WEll, he has to counter the horizontal force on the ball.

draw the force diagram mg down,horizontal, and tension
costheta=mg/Tension

figure the cosine of 18 degrees, solve for tension.

To find the tension in the rope, we can start by analyzing the forces acting on the bowling ball.

The main forces involved are:
1. The weight force acting downwards due to gravity.
2. The tension force in the rope acting towards the center of the circular path, which prevents the ball from falling straight down.
3. The force exerted by the professor in the horizontal direction.

Since the ball is in equilibrium and not accelerating, the net force acting on it in the horizontal direction must be zero. This means that the horizontal component of the tension force and the horizontal component of the force exerted by the professor must equal each other.

First, let's find the horizontal component of the tension force:
Tension_horizontal = Tension * cos(θ)

Where θ is the angle the rope makes with the vertical.

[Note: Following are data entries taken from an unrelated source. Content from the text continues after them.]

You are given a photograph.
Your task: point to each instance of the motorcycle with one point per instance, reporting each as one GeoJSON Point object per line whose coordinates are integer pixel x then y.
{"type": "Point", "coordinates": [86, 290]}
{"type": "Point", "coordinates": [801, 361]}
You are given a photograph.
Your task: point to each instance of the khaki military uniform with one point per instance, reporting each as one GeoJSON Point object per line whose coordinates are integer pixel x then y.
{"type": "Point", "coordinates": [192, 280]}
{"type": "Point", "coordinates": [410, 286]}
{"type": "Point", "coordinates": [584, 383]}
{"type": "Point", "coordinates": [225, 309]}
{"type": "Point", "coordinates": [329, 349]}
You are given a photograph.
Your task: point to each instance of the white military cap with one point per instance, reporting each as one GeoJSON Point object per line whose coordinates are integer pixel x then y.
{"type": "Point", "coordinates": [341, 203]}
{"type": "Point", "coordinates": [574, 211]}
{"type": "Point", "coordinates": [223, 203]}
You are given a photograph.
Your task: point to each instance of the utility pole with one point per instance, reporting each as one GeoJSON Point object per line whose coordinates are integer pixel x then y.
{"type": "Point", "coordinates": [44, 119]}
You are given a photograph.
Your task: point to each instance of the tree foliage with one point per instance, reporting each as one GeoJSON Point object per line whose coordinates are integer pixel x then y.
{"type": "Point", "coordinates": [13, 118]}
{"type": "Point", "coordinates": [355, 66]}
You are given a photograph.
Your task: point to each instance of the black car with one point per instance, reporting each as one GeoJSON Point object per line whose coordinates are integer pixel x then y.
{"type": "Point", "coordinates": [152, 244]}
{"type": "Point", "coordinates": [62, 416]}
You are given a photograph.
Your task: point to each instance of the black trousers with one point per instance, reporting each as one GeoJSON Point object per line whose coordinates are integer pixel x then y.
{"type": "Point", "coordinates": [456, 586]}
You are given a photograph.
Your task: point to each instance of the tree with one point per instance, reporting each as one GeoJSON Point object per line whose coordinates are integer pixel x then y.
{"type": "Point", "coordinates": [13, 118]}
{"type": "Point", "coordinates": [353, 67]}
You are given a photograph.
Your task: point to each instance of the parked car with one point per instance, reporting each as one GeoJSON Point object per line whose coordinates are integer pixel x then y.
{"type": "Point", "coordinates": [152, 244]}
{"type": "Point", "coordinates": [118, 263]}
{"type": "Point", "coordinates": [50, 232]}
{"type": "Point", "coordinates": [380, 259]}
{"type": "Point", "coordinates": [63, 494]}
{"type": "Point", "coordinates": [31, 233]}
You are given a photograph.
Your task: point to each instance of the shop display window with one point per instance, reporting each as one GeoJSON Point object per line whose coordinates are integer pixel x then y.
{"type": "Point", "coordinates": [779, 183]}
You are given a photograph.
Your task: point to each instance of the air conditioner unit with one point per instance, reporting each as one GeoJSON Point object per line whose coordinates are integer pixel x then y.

Next, let's find the horizontal component of the force exerted by the professor:
Force_horizontal = Force * cos(θ)

Since the net horizontal force is zero:
Tension_horizontal = Force_horizontal

Now we have enough information to find the tension in the rope.

1. Calculate the horizontal component of the tension force:
Tension_horizontal = Tension * cos(18°)

2. Calculate the horizontal component of the force exerted by the professor:
Force_horizontal = Force * cos(18°)

Since Tension_horizontal and Force_horizontal are equal, we have:
Tension * cos(18°) = Force * cos(18°)

Cancelling cos(18°) from both sides of the equation:
Tension = Force

Therefore, the tension in the rope is equal to the horizontal force exerted by the professor.

To find the tension, we need to know the value of the horizontal force exerted by the professor. This information is not provided in the question, so we cannot find the actual numerical value of the tension in the rope without that additional information.